Hélène continua son investigation du corps de Jules, déterminée plus que jamais à lui montrer ce dont elle était capable. Elle lui essuya de la main le devant de la cuisse et l’abdomen, prenant bien soin d’éviter tout contact direct avec le pénis de Jules.
Pour comble de malheur, Paul était dans une douche, quelque part, là, dans cette salle.
— Rien à craindre, Jules, je ne te chargerai rien.
Piqué, Jules ne voulait surtout pas passer pour un avare.
— Je n’ai jamais parlé de prix… j’avais dit : « Oui ».
— Excuse-moi, fit Claude qui venait de couper l’eau de sa douche, j’avais mal compris. Tu comprends, avec le bruit de la douche. Alors, on se rejoint à 17 :30 heures à l’entrée.
— D’accord, accusa Jules. Son timbre de voix manquait d’enthousiasme.
Haussant les épaules, il regarda Hélène qui venait de mettre fin à son geste chaleureux. Ses yeux exprimaient de la tristesse et de l’assentiment : elle comprenait la situation.
— On se reverra, lui glissa-t-elle dans un sourire franc. Et elle quitta les lieux sans se préoccuper de vérifier si quelqu’un était sorti de sa douche individuelle. Elle laissa le rideau extérieur ouvert. Jules jeta un rapide coup d’œil dans la grande salle. Personne! Il le referma d’un mouvement sec et s’assied sur le banc, une érection mourante entre les deux jambes.
— Ouf, pensa-t-il! Quelle situation embarrassante … Et tout ça, à cause d’un clin d’œil.
Jules réalisait qu’il était pratiquement acculé au pied du mur. Ou il mettait fin à ce début d’aventure ou il acceptait l’idée d’être infidèle. Avec cette Hélène, il n’y avait pas de demi-mesure.

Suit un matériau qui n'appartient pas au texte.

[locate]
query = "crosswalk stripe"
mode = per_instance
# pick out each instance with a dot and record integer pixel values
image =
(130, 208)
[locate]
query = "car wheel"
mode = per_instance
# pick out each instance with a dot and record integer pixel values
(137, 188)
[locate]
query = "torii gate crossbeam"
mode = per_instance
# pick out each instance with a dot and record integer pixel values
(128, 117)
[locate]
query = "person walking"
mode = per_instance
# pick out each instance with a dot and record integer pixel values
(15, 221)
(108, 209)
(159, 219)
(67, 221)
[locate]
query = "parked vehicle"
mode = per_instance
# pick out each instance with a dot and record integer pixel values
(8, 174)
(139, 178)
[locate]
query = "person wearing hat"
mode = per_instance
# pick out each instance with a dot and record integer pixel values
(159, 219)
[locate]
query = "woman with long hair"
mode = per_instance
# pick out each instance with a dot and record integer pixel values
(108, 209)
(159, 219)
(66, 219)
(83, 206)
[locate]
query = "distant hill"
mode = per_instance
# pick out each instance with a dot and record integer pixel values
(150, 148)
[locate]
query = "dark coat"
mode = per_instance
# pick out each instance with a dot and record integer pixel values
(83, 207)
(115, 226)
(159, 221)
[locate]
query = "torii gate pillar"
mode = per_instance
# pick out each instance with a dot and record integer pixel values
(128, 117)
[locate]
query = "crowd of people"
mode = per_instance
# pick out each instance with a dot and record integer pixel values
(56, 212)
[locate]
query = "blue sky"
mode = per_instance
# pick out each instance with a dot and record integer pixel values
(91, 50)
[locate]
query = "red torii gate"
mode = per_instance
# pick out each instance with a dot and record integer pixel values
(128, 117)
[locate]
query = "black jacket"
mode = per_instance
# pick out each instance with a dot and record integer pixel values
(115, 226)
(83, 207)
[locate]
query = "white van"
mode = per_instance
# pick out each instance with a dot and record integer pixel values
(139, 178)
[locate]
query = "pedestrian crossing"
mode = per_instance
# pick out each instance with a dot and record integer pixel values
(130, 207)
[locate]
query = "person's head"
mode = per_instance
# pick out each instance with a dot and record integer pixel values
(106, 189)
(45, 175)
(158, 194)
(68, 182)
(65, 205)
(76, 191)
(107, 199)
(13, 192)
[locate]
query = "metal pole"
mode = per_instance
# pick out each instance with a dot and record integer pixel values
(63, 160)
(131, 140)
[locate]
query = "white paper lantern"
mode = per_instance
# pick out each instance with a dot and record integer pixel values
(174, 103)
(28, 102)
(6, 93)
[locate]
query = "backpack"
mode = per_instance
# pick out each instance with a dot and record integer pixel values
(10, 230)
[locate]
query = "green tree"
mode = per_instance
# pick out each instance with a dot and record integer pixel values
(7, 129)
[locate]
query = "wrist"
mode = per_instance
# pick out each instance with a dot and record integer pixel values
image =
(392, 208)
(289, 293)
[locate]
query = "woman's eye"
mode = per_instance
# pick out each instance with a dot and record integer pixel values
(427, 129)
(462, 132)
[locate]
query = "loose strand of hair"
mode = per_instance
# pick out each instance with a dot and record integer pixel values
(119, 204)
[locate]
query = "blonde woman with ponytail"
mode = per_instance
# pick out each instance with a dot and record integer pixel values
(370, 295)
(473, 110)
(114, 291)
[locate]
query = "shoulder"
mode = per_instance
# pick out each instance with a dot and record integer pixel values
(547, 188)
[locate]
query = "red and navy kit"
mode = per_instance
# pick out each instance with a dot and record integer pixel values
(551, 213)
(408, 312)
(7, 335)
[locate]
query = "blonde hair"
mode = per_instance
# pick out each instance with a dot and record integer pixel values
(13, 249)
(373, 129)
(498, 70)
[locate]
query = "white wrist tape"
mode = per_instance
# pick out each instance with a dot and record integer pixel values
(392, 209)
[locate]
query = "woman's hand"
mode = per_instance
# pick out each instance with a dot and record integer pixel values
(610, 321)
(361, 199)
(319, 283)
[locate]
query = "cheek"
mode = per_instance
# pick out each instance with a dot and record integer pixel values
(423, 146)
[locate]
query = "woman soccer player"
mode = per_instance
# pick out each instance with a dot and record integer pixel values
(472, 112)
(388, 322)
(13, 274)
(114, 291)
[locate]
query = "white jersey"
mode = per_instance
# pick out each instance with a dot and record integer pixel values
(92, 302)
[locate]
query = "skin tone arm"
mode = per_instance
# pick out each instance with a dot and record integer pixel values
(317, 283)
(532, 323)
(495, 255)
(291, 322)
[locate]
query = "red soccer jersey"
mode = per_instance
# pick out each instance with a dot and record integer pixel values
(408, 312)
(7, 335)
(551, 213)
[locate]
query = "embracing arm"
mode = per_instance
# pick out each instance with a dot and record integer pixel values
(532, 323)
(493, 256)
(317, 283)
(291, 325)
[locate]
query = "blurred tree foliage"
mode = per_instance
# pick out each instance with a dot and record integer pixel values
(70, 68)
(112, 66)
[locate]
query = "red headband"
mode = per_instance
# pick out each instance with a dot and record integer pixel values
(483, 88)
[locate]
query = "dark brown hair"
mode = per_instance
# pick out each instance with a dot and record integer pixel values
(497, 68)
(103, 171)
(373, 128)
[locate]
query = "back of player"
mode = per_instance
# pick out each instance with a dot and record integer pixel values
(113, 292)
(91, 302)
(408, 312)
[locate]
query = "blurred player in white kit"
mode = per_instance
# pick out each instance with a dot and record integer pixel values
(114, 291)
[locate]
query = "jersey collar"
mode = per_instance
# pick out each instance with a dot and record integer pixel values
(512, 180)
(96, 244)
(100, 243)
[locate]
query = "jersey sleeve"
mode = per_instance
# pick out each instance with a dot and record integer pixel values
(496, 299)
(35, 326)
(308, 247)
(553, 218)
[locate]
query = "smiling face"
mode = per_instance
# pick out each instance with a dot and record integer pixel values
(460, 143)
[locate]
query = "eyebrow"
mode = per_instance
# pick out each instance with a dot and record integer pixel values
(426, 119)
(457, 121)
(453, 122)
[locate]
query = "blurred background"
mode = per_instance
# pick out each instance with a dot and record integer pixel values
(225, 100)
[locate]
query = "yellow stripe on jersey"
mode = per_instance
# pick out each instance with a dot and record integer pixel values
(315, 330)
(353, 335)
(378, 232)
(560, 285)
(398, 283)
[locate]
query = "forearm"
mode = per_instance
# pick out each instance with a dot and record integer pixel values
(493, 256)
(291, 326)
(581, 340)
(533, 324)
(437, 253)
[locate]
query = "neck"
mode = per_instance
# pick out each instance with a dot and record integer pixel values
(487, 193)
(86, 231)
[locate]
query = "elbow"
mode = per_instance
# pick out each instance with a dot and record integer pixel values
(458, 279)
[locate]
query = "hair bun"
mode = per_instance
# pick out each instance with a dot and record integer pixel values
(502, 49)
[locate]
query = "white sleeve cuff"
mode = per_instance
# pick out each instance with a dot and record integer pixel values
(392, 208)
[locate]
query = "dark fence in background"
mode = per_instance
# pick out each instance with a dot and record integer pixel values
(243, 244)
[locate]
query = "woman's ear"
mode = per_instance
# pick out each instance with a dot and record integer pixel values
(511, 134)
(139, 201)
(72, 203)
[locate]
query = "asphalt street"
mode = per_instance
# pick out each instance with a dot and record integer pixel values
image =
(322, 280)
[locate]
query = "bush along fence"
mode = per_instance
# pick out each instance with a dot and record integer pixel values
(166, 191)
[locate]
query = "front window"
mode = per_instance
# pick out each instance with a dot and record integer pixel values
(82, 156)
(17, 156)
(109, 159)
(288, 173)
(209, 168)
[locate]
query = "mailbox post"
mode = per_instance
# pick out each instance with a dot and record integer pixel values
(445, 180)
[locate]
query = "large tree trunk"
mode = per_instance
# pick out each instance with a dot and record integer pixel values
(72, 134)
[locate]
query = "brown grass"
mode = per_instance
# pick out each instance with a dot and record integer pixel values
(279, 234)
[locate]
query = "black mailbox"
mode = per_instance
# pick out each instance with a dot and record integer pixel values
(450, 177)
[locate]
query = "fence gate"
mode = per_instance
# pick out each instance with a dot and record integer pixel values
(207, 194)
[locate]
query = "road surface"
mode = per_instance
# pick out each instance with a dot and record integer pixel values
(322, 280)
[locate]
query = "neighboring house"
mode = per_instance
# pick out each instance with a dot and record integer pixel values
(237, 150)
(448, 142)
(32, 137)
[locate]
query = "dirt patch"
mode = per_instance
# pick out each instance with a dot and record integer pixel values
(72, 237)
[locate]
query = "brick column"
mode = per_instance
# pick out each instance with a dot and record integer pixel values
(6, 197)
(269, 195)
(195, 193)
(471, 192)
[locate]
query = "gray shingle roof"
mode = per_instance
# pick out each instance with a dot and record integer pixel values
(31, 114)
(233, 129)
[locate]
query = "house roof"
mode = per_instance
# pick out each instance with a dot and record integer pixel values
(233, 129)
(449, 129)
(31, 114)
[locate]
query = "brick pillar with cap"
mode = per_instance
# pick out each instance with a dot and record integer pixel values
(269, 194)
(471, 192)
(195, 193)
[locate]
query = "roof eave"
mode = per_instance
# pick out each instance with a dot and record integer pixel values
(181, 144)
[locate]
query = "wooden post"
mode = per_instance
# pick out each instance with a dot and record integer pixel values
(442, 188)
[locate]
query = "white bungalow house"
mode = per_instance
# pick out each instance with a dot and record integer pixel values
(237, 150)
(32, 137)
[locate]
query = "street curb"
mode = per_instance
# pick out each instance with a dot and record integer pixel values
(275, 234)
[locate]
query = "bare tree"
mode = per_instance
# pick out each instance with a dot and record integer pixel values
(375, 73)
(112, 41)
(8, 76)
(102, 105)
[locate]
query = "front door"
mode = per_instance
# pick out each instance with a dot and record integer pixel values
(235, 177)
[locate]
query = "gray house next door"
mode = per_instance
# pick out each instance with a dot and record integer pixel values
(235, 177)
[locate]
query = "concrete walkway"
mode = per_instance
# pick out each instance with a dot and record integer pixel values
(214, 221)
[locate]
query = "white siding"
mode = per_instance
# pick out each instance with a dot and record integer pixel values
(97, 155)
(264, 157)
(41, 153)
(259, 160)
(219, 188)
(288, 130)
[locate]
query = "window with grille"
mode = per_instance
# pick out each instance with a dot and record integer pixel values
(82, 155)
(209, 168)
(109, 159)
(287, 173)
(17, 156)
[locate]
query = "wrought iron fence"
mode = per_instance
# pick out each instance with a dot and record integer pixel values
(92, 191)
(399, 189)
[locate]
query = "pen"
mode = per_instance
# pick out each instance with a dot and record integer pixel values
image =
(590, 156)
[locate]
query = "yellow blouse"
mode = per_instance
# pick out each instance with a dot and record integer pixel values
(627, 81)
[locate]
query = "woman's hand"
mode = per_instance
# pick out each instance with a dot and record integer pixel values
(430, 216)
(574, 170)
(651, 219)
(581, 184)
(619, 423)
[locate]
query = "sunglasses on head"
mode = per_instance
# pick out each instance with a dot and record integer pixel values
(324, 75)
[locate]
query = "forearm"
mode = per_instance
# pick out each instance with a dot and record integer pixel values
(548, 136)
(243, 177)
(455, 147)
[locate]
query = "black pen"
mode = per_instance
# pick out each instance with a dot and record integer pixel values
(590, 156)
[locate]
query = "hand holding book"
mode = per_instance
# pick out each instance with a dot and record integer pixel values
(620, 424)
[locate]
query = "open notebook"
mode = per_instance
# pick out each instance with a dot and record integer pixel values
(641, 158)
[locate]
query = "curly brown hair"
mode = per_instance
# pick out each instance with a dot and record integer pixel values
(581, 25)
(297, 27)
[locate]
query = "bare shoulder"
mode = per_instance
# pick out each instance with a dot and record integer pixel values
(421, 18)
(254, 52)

Il s’habilla à la hâte et sortit des douches en même temps que Claude.
La soirée fut bien, pas plus. Ils revinrent tous, éméchés vers les petites heures du matin. Seul Paul, le conducteur, avait conservé toutes ses facultés.
Jules se laissa tomber sur sa paillasse. Le conflit physiologique issu d’une surdose de café et d’alcool l’incommodait passablement. Le sommeil se présentait bien, mais aussitôt les portes de la conscience traversées, il revenait à la surface… ou presque. C’était comme dormir tout en ayant conscience de son environnement. Le temps n’existait plus. Sa pensée vagabondait entre les souvenirs érotiques de ses premières relations avec Thérèse et les fantasmes récents qu’il cultivait à l’égard de la gérante des lieux.
Combien de temps resta-t-il ainsi? Il ne put le dire. Toutefois, lorsqu’il remonta à la surface, les sensations corporelles étaient suffisamment réelles pour qu’il soit tenté d’ouvrir les yeux. La chambrette dormait dans la pénombre du lampadaire extérieur. L’odeur de détergent lui revint et il sut qu’il était parfaitement réveillé. Il se leva et regarda par la fenêtre. L’aurore pointait déjà. La nuit lui avait semblé si courte.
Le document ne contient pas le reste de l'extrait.